Nestle your hands around a hot bowl of creamy pumpkin soup. Cozy-on-up cuz winter’s a comin!
This healthy pumpkin soup recipe is made with fresh pumpkin, red lentils, and the perfect amount of creaminess without the cream! That’s right, this velvety soup is vegan. Let’s talk about the ingredients you will need. ♡
First, let me just say what inspired me to make this recipe. My family is a blend of Turkish and American heritages. With that being said, I have made countless amounts of Turkish lentil soup. And well, since I am American, why not add some pumpkin to it?
Brilliant idea? I know it. 😌 Ok, moving on. Here is what you need to make this Turkish-inspired creamy pumpkin lentil soup.
Pumpkin Soup Ingredients
|Garlic & Onion||Soft, caramelized onion and aromatic garlic will help build a nice flavorful base.|
|Red lentils||Cook up real quick and is really creamy once blended.|
|Sugar Pumpkin||Seeds removed and baked until fork tender. Roasted sugar pumpkin adds a great rich flavor to this soup.|
|Red pepper paste||I love using Turkish red pepper paste. It’s always in my fridge. Feel free to use any red pepper paste you can find!|
|Vegetable broth||Adds a slow-cooked taste, fast!|
|other essential ingredients||Like olive oil, coriander, salt, and pepper.|
How to make pumpkin soup
Time needed: 40 minutes.
The best pumpkin lentil soup recipe
- Roast the pumpkin
Wash and remove the seeds of the sugar pumpkin. Rub on olive oil, salt, and pepper all around the outer skin and inner flesh. Roast flat-side down on a baking sheet. Bake at 400 °F for 30 minutes or until tender when pierced with a knife.
- Heat a large pot over medium-high heat.
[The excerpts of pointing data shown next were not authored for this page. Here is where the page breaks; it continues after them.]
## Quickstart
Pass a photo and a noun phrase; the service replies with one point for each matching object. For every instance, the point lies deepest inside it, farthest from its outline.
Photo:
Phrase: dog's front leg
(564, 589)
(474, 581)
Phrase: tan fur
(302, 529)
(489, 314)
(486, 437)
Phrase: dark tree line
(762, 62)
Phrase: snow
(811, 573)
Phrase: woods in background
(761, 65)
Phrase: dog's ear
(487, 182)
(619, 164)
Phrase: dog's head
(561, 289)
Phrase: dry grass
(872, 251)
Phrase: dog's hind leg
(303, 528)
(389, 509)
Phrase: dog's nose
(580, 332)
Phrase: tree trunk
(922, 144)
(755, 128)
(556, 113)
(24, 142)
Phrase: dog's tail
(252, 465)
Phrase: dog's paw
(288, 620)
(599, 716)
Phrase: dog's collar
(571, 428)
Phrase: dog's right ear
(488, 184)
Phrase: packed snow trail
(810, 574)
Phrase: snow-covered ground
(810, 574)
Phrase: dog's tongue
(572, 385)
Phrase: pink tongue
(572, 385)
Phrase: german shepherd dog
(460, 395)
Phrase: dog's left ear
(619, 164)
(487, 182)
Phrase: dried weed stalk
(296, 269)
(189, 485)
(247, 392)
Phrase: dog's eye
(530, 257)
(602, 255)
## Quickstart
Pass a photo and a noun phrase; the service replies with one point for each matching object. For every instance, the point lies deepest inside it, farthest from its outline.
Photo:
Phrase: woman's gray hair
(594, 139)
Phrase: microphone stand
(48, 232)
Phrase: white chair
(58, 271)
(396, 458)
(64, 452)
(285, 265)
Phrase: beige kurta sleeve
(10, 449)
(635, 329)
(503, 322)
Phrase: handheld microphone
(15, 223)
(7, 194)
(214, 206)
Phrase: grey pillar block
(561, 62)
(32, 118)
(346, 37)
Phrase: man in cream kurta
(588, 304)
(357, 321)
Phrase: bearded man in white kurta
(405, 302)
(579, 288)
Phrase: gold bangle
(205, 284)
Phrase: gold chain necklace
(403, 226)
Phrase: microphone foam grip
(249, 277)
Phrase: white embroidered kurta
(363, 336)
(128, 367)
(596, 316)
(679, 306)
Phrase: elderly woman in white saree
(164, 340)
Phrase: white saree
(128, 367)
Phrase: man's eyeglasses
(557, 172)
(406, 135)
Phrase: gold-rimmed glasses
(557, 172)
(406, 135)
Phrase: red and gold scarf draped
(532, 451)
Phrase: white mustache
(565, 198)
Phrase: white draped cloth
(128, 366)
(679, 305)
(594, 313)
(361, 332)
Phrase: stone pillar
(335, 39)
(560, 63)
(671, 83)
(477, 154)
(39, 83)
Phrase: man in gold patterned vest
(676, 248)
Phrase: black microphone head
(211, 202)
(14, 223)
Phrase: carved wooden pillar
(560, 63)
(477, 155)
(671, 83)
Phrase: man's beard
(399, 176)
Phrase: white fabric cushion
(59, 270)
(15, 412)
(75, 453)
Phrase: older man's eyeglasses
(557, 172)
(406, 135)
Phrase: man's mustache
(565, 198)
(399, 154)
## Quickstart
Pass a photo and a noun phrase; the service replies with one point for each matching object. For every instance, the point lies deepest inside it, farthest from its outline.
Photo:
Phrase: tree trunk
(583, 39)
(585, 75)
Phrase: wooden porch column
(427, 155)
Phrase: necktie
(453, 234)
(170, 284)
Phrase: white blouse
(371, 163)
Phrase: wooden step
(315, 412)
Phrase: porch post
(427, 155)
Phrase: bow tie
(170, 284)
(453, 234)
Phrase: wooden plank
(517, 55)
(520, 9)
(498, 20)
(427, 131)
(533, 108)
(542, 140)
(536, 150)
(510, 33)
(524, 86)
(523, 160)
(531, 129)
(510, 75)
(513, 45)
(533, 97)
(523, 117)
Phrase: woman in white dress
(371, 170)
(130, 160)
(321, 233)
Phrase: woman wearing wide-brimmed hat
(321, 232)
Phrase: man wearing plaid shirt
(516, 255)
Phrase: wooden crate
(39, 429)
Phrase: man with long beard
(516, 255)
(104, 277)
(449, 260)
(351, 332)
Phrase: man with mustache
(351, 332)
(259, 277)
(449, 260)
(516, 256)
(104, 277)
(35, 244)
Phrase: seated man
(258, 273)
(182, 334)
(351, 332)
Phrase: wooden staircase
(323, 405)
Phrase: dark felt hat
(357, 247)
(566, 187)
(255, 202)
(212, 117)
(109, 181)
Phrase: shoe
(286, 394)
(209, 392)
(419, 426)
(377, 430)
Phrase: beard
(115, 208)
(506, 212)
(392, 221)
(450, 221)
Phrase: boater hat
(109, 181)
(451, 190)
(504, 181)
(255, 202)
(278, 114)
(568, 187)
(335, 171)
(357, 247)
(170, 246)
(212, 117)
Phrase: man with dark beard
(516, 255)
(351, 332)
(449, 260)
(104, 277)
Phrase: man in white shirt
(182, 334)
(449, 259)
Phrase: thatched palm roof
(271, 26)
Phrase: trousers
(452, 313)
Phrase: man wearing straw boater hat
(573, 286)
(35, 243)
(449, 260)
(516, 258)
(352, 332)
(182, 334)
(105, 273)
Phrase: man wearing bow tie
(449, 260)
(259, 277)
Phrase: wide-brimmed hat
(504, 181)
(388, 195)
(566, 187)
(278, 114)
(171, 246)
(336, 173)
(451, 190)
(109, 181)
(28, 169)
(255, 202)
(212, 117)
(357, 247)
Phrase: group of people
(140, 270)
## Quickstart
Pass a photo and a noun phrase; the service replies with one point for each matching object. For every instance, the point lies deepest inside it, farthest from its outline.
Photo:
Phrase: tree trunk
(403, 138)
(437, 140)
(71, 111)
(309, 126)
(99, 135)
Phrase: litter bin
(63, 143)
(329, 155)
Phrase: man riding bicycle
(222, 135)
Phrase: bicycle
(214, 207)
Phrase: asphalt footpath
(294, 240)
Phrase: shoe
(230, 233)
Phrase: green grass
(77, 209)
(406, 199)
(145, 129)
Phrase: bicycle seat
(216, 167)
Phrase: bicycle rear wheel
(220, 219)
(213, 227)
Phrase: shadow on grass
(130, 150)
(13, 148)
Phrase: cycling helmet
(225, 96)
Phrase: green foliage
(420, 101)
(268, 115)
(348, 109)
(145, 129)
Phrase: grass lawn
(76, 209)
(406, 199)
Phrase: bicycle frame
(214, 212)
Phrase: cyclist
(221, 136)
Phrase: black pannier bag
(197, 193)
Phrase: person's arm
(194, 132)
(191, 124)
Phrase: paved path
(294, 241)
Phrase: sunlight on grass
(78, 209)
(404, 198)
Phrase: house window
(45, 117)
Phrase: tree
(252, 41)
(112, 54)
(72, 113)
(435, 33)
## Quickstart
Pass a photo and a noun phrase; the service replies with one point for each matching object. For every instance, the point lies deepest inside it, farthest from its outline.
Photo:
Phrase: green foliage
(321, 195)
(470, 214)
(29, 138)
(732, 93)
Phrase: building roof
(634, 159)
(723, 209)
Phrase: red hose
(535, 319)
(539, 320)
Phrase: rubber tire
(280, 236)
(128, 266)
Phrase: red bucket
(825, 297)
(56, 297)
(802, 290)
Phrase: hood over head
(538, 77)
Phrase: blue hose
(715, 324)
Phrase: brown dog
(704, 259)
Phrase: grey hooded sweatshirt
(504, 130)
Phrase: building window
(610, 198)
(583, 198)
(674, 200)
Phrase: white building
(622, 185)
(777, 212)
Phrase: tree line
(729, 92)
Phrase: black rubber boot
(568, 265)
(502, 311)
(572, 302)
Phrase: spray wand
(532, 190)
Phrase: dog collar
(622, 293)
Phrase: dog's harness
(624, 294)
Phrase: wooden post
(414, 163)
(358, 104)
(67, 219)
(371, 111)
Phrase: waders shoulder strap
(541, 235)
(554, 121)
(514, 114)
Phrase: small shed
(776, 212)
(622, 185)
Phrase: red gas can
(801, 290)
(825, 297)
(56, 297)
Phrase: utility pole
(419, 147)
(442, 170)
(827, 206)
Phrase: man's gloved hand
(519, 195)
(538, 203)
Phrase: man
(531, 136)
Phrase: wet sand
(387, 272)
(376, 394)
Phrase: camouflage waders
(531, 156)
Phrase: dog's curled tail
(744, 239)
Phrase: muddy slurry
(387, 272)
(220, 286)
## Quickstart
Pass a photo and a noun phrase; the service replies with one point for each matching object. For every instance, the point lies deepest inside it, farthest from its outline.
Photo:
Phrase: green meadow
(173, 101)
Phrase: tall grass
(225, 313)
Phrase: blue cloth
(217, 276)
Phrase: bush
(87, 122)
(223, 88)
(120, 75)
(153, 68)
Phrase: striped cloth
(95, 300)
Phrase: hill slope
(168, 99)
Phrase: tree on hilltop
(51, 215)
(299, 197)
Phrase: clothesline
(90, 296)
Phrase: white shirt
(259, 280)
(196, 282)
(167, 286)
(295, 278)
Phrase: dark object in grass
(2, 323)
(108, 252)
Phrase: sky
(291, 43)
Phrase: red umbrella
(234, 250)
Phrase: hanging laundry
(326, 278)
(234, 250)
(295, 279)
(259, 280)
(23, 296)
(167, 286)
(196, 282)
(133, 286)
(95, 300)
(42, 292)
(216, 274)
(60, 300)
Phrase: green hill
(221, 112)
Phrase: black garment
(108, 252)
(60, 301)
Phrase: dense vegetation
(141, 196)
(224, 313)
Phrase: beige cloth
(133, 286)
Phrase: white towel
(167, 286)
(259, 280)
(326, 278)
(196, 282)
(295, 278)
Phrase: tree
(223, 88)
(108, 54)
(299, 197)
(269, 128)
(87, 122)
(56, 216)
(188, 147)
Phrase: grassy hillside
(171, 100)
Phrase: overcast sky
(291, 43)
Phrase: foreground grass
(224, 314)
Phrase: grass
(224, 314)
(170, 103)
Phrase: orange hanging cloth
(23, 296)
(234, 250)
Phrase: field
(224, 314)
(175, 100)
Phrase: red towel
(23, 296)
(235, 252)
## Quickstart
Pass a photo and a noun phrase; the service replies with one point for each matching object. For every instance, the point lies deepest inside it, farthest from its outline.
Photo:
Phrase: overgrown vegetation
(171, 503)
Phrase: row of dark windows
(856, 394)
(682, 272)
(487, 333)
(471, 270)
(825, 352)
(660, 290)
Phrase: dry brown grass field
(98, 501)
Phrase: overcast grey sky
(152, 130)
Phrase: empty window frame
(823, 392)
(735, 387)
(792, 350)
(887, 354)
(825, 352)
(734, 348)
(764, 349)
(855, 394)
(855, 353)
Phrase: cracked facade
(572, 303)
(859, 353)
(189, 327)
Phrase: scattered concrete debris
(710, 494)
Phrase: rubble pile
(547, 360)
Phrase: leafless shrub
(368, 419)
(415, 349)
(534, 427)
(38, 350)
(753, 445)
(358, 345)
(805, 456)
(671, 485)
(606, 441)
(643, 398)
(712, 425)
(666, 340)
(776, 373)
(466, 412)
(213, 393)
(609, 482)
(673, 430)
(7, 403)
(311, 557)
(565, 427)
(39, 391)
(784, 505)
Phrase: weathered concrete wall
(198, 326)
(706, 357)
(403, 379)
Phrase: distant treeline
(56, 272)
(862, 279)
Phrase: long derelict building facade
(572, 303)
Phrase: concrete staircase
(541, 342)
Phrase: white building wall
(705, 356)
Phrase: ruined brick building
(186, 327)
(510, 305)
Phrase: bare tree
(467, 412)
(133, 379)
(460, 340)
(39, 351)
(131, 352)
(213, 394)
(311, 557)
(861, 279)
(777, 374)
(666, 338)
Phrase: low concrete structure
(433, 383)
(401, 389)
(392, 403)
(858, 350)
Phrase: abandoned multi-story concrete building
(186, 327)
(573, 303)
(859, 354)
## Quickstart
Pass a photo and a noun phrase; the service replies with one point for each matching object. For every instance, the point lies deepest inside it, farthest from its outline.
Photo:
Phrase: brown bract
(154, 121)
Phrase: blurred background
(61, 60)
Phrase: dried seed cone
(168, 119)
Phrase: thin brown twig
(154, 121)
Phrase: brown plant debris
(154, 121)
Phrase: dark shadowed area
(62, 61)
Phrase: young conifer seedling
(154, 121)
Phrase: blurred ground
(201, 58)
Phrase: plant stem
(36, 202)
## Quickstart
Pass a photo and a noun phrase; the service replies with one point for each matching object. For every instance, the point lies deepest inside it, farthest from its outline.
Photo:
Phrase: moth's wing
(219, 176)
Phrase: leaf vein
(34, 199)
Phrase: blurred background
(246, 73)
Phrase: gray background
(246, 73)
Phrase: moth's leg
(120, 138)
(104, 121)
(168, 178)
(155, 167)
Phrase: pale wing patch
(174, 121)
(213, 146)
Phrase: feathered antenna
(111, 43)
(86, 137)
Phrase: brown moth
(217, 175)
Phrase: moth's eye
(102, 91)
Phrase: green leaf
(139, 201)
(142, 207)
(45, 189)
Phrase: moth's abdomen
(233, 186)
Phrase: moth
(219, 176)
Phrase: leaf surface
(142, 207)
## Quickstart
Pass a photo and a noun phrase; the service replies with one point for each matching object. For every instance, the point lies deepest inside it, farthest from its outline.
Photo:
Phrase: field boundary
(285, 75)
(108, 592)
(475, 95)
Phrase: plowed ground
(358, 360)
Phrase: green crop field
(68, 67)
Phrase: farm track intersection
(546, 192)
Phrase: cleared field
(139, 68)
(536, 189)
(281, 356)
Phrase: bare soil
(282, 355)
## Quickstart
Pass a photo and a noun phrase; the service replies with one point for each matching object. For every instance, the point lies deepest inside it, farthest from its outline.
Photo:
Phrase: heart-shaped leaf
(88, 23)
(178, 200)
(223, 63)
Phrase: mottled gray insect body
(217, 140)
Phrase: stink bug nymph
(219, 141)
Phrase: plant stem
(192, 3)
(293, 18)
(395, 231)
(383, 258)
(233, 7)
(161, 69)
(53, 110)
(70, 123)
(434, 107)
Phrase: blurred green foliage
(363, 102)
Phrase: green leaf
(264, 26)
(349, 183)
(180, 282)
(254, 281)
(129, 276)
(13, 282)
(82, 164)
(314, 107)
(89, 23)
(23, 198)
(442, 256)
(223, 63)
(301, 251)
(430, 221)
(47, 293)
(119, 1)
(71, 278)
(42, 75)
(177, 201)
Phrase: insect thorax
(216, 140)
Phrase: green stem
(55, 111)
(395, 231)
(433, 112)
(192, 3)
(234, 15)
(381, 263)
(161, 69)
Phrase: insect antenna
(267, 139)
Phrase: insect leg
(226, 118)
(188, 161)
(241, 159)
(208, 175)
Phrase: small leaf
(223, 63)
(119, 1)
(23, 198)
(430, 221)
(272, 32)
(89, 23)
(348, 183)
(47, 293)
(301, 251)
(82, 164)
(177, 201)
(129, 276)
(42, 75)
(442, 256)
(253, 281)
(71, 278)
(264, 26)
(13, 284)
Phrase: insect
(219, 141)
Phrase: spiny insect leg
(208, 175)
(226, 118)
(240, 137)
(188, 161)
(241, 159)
Once heated, drizzle in olive oil, diced onion, chopped garlic, salt, and pepper. Sautee until the onions have softened and are brown around the edges.
- Add the spices.
Add the coriander. Fry for 15 seconds, long enough until aromatic. Next, add the red pepper paste and red lentils. Fry for an additional 30 seconds.
- Add the broth.
Use vegetable broth. Add equal amounts of water. Cover the pot with a lid and cook on high until a boil. Once a boil is reached, reduce the heat to medium-low and continue to cook for 25 minutes.
- Add the roasted pumpkin to the cooked lentils and blend.
You can achieve this by either using an immersion blender or by transferring all of the ingredients into a high-speed blender and blending until smooth and creamy.
- Serve with a sprinkle of pumpkin seeds.
What if my sugar pumpkin doesn’t yield 3 cups?
No worries. This recipe is very forgiving. Use what you have and this pumpkin soup will still taste amazing.
How to make pumpkin soup creamy?
You can make this soup creamy a couple different ways.
- Use an immersion blender. This is a very practical and effective way. Dive into the same pot with this tool. The soup will be creamy but still hold a hearty consistency.
- Transfer the ingredients to a high-speed blender. This can be a bit tricky, but if you have a Vita-Mix and followed the recipe exactly, all of the soup will fit into the blender. It’s to the top, but it will all fit. Blend until smooth and creamy. The longer you blend, the creamier it will be.
How to serve pumpkin soup?
Serve with Pepitas ( pumpkin seeds ) on top, perhaps a wedge of lemon, fresh sprigs of thyme leaves, and a little sprinkle of chili flakes.
What’s important is that you enjoy this creamy pumpkin soup just the way you like it.
More delicious pumpkin recipes!
- Pumpkin Pasta Sauce
- Almond Flour Pumpkin Cake Balls
- Paleo Pumpkin Bread
- Creamy Cannellini Pumpkin Soup with Spinach (vegan)
Read the recipe from start to finish. You will better understand the flow of the recipe and identify any unfamiliar words or methods.
Shop for the ingredients beforehand. When you shop ahead, you are less likely to swap out ingredients for what you don’t have, thus creating a complete recipe fail!